The "sunset review" is state-mandated process each agency undergoes every 12 years with the stated goal of making them more efficient and effective.

Texans have an opening to envision an environmental agency that works for everyone

November 21st, 2021

The "sunset review" is state-mandated process each agency undergoes every 12 years with the stated goal of making them more efficient and effective.

Texans, from Port Arthur to the Permian Basin, are taking action to protect their health and safety from corporate polluters. In south Harris County, Brunswick Lakes residents are fighting a permit for a lung-damaging concrete batch plant. In Orange Grove, 40 miles west of Corpus Christi, residents are opposing a permit for a waste disposal company one high school student says made her “dizzy and almost fall over.”

And in Port Arthur in Jefferson County, civil rights activists are urging a federal investigation of a petrochemical plant they say is smothering their predominantly Black, low-income neighborhood with out-of-control pollution.

What they need is a government that prioritizes their rights and well-being over corporate interests. But the state agency that’s supposed to be doing that, the Texas Commission on Environmental Quality (TCEQ), appointed by the governor and funded by the Legislature, has been unwilling or unable.

Between 2010 and 2020, a Grist investigation found that the agency’s oversight of large polluting facilities in Texas declined sharply, dropping to barely 2,000 inspections from 7,500. At the same time, they issued fines on illegal releases of pollution only about 3 percent of the time.Instead of finding ways to protect communities, the agency routinely approves permits over objections, claiming their hands are tied by the state’s already lax environmental codes. “TCEQ is basically an agency that rubber stamps permits,” says Robin Schneider, the executive director of Texas Campaign for the Environment, “and it is very weak on enforcing the rules and laws we have on the books.”

Texas can do better. Here's how, together, we can reimagine TCEQ for the benefit of everyone.

What is a "sunset review"?

TCEQ is one of 21 state agencies scheduled over the next year or so for a comprehensive assessment known as sunset review. It is a state-mandated process that each agency undergoes every 12 years with the stated goal of making them more efficient and effective.

Each review begins with a required agency self-evaluation that serves as a starting point for a yearslong reform process. TCEQ published theirs in September 2021. From here, the process thickens with layers and layers of bureaucracy. TCEQ’s self-evaluation, for example, runs to 684 pages.

But there are ways to stay involved and have influence. Here are the steps.

  1. Two public meetings will be held in Austin in to give the public a chance to comment on the sunset report
  2. The Sunset Advisory Commission, mostly comprising state lawmakers, will issue its own report on TCEQ
  3. There will be two more meetings in Austin for community members, advocates and experts to speak up on that report
  4. The commission then sends the report to the 88th Texas Legislature, which begins in January 2023, for consideration
  5. A member of the legislature will sponsor a bill to direct change at TCEQ based on findings from this process and other legislative prerogatives. The Texas House and Senate will vote on the bill in the summer of 2023

Though the process takes the better part of two years, past sunset reviews have resulted in important changes to environmental protections in Texas. In 2011, advocates and community members were instrumental in convincing the Sunset Advisory Commission, and ultimately the Texas Legislature, to increase the maximum fine to $25,000 per day per violation when polluters break the law.

Before that, in 2002, a new system was adopted that allows everyone to see when polluters report violations to the state.

“People should be communicating that they want a much stricter environmental permitting process and much stricter laws,” says Schneider. “If you are a frequent breather, this affects you.”

This is where you come in

The Sunset Advisory Commission is holding only two meetings, both in Austin this spring, which is a barrier for those Texans living farther away in the very communities, among many others, mentioned above.
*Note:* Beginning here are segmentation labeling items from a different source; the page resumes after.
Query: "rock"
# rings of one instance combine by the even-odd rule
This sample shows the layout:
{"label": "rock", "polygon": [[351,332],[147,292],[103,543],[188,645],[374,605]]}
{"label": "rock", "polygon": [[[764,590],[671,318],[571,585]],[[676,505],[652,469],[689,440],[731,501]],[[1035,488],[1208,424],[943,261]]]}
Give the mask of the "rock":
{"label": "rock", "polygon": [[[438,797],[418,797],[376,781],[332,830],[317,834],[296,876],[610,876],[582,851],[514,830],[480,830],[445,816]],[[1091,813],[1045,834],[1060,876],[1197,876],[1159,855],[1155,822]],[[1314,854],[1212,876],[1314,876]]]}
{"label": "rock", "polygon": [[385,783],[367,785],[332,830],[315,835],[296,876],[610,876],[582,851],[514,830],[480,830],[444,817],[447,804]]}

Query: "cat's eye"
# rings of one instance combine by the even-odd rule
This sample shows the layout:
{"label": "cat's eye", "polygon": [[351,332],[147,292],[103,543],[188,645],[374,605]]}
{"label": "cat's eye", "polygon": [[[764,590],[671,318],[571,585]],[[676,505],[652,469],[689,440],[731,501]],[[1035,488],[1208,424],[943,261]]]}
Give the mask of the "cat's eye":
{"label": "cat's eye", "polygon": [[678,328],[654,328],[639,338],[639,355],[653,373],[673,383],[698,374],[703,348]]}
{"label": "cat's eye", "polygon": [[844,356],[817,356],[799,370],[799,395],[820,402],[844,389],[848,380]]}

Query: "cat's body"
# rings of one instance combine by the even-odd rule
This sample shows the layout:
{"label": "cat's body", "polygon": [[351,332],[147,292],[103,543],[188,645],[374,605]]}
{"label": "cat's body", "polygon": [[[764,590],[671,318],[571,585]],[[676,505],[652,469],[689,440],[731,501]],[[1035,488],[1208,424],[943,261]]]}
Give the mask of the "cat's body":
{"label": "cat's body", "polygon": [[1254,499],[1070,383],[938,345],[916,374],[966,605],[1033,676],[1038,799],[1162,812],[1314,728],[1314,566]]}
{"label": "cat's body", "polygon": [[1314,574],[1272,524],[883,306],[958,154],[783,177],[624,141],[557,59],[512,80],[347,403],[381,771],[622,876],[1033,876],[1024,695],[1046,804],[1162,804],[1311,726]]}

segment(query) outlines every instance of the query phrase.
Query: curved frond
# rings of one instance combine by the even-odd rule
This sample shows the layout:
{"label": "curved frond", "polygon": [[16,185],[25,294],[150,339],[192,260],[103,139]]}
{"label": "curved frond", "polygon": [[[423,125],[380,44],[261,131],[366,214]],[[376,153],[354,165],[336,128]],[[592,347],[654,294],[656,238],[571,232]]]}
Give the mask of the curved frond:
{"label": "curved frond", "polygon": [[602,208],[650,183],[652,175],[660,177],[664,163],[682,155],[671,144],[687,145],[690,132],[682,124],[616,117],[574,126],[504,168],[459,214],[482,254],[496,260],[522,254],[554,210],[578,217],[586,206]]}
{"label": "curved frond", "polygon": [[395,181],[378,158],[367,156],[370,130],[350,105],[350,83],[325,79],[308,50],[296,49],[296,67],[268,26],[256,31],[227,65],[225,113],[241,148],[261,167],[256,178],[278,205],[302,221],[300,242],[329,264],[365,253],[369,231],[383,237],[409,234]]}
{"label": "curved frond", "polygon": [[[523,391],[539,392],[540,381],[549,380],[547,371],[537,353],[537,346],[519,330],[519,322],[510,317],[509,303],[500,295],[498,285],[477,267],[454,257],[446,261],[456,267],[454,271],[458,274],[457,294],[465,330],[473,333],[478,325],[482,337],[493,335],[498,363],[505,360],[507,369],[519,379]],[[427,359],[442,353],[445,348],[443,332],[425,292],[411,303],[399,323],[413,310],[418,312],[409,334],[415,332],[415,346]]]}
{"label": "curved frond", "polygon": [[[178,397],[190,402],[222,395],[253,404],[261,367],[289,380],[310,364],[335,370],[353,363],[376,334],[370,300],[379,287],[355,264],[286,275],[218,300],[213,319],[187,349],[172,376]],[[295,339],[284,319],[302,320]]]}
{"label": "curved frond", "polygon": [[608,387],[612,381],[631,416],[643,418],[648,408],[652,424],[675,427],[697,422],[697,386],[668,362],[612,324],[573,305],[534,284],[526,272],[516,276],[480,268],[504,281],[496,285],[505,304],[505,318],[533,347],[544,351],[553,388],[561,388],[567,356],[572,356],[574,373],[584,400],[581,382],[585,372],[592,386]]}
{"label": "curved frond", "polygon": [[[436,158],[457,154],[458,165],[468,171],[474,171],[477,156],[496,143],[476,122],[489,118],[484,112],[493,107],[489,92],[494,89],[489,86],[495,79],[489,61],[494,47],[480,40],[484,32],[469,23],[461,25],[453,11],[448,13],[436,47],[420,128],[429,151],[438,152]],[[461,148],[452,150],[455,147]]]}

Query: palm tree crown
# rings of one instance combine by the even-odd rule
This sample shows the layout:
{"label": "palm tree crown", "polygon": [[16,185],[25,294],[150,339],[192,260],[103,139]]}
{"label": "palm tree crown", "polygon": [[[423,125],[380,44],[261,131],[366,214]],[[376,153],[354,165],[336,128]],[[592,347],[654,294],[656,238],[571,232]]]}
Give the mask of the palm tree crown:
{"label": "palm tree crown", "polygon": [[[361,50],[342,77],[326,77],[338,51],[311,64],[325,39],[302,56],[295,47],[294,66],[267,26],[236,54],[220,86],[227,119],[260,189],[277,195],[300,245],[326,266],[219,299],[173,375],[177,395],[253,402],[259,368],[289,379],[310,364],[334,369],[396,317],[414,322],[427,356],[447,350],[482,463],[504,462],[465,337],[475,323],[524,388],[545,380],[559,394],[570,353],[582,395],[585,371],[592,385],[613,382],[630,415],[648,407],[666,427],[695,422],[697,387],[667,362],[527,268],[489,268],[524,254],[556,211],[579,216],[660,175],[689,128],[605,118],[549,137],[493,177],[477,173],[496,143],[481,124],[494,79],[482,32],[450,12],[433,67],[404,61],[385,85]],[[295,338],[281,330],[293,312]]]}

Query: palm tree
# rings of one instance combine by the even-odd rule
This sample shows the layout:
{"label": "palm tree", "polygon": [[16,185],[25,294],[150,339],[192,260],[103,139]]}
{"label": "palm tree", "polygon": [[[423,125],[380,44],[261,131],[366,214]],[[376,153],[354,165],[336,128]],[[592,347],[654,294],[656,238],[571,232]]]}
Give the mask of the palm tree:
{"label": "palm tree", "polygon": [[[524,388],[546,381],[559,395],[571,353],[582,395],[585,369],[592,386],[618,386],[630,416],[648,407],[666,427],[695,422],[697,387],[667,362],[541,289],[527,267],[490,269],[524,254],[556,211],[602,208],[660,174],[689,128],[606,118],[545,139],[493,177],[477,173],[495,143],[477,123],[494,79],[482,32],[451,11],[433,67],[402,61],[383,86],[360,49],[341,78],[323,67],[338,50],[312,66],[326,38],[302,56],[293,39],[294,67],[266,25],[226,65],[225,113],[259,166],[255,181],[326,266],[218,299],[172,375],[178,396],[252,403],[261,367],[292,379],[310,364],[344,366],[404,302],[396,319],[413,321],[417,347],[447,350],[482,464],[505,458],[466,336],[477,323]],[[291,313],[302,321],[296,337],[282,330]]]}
That’s why a coalition of environmental groups will conduct informal “people’s hearings” statewide to gather comments.

These hearings, which will be held online and in person across Texas, respond to concerns that Texans’ voices do not figure strongly in the bureaucratic process. All the comments received during these people’s hearings will be submitted to the commission for staff to review ahead of their report on TCEQ.

There will be plenty of suggestions. Among the likely reform proposals:

  • making permit applications viewable online (they’re not now)
  • restructuring fines to allow the amount to be scaled up when a pollution event drags on for days, even weeks or months (they’re capped now)
  • adopting measures that force the agency to consider the climate crisis in the execution of their mission (they don’t)

The coalition will also strongly encourage granting TCEQ commissioners the authority to deny permits for reasons of equity or environmental justice.

But convincing the commission, and state lawmakers, to act on our suggestions will take political pressure. Texans must come together to contact state lawmakers and demand they take the review seriously. “Texas reels from one disaster to the next and fails to address one crisis even as the next occurs,” says Adrian Shelley, the director of Public Citizen’s Texas office. “We’re tired. We've had enough of the state protecting polluters while we pay the price. It’s time to put Texans’ health and safety first.”

Coleman is a writer in Public Citizen’s Texas office.